= Tim Sawyer =

British banker

Timothy Charles Sawyer is the CEO of Bank of Maldives. Formerly he was the Chief Investment Officer of Innovate UK, the investment arm of UK Government. This role sees him head up the newly-formed innovation lending directorate, with responsibility for the planned innovation loans programme. Formerly he was CEO of Start Up Loans, a private sector initiative backed by Government with a mandate of delivering £350m funding to start-up companies in the United Kingdom (UK).
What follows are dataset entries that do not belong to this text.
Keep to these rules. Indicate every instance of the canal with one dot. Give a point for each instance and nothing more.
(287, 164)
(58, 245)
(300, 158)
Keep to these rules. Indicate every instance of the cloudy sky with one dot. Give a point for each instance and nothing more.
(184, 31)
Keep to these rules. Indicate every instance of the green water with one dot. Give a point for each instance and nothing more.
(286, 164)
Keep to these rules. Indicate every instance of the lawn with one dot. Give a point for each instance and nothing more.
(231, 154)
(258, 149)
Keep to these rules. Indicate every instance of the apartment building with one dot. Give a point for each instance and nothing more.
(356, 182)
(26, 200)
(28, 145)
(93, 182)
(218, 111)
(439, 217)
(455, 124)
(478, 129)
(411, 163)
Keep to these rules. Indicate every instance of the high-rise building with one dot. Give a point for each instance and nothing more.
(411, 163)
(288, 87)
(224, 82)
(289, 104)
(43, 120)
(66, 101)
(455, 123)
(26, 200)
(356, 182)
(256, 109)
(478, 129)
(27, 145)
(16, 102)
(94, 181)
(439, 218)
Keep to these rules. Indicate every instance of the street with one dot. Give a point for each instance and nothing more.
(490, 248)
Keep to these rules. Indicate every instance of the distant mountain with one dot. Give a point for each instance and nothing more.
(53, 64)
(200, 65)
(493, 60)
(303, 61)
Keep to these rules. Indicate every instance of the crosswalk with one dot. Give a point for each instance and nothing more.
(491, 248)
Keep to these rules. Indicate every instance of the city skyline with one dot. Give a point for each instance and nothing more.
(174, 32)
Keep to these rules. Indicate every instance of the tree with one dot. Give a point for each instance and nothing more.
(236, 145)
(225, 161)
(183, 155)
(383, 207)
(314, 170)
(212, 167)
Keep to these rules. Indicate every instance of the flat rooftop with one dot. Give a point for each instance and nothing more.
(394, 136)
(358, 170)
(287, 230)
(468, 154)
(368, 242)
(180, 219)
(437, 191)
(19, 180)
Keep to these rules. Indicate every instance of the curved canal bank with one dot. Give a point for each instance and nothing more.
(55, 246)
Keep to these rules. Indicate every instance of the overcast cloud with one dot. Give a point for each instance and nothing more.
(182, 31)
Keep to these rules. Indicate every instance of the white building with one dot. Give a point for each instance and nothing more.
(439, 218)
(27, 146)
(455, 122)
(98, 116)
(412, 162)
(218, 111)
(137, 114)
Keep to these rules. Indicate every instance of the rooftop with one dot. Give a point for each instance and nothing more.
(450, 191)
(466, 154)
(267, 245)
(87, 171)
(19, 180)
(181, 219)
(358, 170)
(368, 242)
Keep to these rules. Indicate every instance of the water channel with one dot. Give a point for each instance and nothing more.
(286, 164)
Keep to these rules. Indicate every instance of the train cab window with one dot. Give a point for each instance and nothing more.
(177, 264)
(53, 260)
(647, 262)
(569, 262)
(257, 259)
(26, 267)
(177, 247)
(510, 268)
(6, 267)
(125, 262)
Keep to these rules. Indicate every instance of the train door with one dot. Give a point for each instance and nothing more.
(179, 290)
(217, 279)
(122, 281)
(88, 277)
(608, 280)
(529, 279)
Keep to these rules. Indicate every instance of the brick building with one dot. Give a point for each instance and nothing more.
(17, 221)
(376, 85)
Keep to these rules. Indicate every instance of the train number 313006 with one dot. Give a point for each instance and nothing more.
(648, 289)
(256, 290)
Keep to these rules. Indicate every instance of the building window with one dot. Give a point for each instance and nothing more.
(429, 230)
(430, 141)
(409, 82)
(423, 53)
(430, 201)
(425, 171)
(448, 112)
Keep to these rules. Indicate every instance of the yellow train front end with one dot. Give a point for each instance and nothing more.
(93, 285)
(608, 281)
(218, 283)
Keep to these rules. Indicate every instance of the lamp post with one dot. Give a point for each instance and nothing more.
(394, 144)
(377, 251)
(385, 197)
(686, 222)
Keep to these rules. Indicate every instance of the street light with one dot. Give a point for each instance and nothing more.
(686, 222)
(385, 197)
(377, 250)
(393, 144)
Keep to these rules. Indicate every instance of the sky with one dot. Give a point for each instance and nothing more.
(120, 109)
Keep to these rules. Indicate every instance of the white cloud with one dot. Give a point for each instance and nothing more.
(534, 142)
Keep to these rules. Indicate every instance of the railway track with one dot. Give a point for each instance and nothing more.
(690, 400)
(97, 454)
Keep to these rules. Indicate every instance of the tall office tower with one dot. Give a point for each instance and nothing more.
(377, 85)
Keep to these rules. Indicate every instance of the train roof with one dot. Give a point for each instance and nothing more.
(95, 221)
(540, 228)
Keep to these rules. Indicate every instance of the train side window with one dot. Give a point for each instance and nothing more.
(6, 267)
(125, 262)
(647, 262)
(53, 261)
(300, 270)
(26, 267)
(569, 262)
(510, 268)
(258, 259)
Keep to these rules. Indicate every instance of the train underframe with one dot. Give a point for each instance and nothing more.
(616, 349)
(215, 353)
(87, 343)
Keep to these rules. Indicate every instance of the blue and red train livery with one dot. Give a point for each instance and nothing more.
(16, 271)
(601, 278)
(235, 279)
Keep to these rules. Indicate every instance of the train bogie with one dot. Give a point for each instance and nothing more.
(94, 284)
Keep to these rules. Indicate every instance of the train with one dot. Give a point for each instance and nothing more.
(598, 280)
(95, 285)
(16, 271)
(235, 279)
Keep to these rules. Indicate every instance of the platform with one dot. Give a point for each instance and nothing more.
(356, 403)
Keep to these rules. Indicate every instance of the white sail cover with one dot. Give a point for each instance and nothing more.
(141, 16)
He is also Chairman of Folk2Folk, a peer-to-peer lender to small and medium-sized businesses in the UK.

In 2002, Sawyer co-founded Cahoot, the internet division of Santander UK plc, which he went on to run between the years 2002 and 2005. Sawyer has also been Chairman of Banque Dubois in Switzerland and Chief Operating Officer of OneSavings Bank.

Sawyer was appointed Commander of the Order of the British Empire (CBE) in the 2016 Birthday Honours for services to small businesses and entrepreneurs.

Announced in December 2017, Sawyer was appointed as an Ordinary Member to the Competition Appeal Tribunal by Minister for Competition, Margot James MP. This appointment commenced February 2018.

In December 2018, Sawyer was announced as the new chair of the board of governors at the University of Bedfordshire.